Extracellular signal-regulated kinase 1 and 2 (ERK1/2) have been implicated as important regulators of metabolic homeostasis. Here we generated a new mouse model with genetic deletion of two ERK1/2 phosphatases, dual specificity phosphatase (DUSP) 6 and 8, to further define the role of ERK1/2 in obesity development. Dusp6/8 double-null mice demonstrated elevated ERK1/2 phosphorylation in multiple tissues, without any change of phosphorylation of p38 and c-Jun N-terminal kinases (JNKs). Elevated ERK1/2 activity in Dusp6/8 double-null mice was associated with larger hearts and other organs, consistent with greater rate of cell proliferation in these mice. However, ERK1/2 activation was not sufficient to protect the mouse hearts from pathological hypertrophy and interstitial fibrosis following angiotensin II and phenylephrine stimulation. Interestingly, mice lacking DUSP6/8 were resistant to high-fat diet-induced obesity. Serum triglyceride, lipid content in the liver and visceral adipose tissues was also dramatically reduced in Dusp6/8 double-null mice. Furthermore, Dusp6/8 double-null mice had improved glucose tolerance. Mechanistically, we found out that elevated ERK1/2 activity increased the expression levels of genes involved in lipid metabolism and glucose homeostasis. Together, our data suggest that ERK1/2 play an essential role for the management of metabolic homeostasis.
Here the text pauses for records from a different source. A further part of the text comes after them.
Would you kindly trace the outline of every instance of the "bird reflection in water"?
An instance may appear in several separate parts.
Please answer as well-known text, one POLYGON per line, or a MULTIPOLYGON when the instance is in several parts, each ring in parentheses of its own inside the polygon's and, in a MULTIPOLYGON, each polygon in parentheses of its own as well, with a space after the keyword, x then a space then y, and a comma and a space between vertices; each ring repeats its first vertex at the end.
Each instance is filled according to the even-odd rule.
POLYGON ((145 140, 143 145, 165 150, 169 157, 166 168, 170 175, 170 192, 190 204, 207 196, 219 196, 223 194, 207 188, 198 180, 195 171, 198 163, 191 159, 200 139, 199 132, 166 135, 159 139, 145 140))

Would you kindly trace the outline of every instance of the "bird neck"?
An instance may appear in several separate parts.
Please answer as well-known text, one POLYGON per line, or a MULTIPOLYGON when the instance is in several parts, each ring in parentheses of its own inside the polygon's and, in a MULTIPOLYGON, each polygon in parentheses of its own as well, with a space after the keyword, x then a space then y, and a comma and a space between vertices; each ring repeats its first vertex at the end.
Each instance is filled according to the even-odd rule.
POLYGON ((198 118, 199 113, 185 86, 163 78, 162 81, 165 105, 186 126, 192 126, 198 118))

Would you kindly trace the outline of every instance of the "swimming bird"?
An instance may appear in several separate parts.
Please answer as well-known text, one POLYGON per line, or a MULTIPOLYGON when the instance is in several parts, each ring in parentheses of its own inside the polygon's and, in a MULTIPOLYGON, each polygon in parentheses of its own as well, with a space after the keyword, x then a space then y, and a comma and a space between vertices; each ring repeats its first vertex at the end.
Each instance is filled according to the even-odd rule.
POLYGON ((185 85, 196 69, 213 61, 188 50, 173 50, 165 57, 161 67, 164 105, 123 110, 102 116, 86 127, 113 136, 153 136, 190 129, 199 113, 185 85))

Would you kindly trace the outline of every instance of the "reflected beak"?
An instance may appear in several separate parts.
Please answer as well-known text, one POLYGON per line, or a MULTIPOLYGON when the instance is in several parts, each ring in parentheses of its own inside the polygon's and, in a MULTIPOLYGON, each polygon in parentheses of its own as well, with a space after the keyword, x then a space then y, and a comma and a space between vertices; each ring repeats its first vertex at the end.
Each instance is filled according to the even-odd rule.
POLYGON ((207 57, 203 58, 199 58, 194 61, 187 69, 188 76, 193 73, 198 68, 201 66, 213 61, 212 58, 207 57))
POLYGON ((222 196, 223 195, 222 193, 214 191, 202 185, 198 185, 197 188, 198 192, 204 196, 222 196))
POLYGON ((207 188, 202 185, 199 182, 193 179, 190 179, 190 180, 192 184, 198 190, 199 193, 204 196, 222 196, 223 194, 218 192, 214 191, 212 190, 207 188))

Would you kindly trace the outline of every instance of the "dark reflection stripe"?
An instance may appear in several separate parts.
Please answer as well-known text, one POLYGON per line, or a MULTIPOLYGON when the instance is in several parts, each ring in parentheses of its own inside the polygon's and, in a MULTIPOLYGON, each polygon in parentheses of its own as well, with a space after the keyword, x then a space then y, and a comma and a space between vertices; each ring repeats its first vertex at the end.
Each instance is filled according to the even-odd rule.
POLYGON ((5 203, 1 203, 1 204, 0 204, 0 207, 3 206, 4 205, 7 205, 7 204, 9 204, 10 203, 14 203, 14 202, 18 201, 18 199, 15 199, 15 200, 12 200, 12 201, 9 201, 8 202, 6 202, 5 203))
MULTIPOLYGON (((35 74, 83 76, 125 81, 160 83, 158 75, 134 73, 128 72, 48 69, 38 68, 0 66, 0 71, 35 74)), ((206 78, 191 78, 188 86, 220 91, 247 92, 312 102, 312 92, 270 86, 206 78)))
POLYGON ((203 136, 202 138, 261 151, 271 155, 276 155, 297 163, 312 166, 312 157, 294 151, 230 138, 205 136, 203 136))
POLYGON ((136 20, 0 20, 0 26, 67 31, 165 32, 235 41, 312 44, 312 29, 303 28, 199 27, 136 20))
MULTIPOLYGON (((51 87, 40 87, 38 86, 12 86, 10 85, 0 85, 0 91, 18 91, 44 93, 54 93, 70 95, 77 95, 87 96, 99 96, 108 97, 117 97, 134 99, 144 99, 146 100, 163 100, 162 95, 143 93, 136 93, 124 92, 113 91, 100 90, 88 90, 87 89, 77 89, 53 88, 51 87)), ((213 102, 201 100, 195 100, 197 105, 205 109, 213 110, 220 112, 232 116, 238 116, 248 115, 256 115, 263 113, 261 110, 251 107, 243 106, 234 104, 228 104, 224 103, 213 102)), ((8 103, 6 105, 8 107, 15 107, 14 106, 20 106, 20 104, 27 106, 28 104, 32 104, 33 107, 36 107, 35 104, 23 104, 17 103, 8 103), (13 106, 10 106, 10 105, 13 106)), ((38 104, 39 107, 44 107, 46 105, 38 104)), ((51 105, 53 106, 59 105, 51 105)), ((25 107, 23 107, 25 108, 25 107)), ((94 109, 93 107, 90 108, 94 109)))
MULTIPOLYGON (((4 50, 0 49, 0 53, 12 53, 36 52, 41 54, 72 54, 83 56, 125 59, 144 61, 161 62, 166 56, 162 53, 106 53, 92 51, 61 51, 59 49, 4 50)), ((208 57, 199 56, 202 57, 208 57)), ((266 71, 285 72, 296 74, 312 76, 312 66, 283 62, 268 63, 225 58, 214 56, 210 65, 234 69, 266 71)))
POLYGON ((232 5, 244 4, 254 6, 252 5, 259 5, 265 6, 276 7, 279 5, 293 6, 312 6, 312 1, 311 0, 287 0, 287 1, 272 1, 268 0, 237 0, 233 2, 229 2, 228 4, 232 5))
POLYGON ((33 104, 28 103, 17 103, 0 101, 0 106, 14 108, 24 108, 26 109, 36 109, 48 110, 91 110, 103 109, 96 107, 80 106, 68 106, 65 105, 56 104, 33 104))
细胞外信号调节激酶1和2（ERK1 / 2）已被认为是代谢稳态的重要调节剂。在这里，我们生成了具有两个ERK1 / 2磷酸酶，双特异性磷酸酶（DUSP）6和8的遗传缺失的新小鼠模型，以进一步定义ERK1 / 2在肥胖症发展中的作用。Dusp6 / 8双无效小鼠在多个组织中显示ERK1 / 2磷酸化升高，而p38和c-Jun N端激酶（JNKs）的磷酸化没有任何变化。Dusp6 / 8中ERK1 / 2活性升高双无效小鼠与更大的心脏和其他器官相关，这与这些小鼠中较高的细胞增殖率相一致。但是，ERK1 / 2激活不足以保护小鼠心脏免受血管紧张素II和去氧肾上腺素刺激后的病理性肥大和间质纤维化。有趣的是，缺乏DUSP6 / 8的小鼠对高脂饮食诱导的肥胖具有抵抗力。Dusp6 / 8双无效小鼠的血清甘油三酸酯，肝脏和内脏脂肪组织中的脂质含量也显着降低。此外，Dusp6 / 8双无效小鼠具有改善的葡萄糖耐量。从机制上，我们发现升高的ERK1 / 2活性会增加参与脂质代谢和葡萄糖稳态的基因的表达水平。总之，我们的数据表明ERK1 / 2在代谢动态平衡的管理中起着至关重要的作用。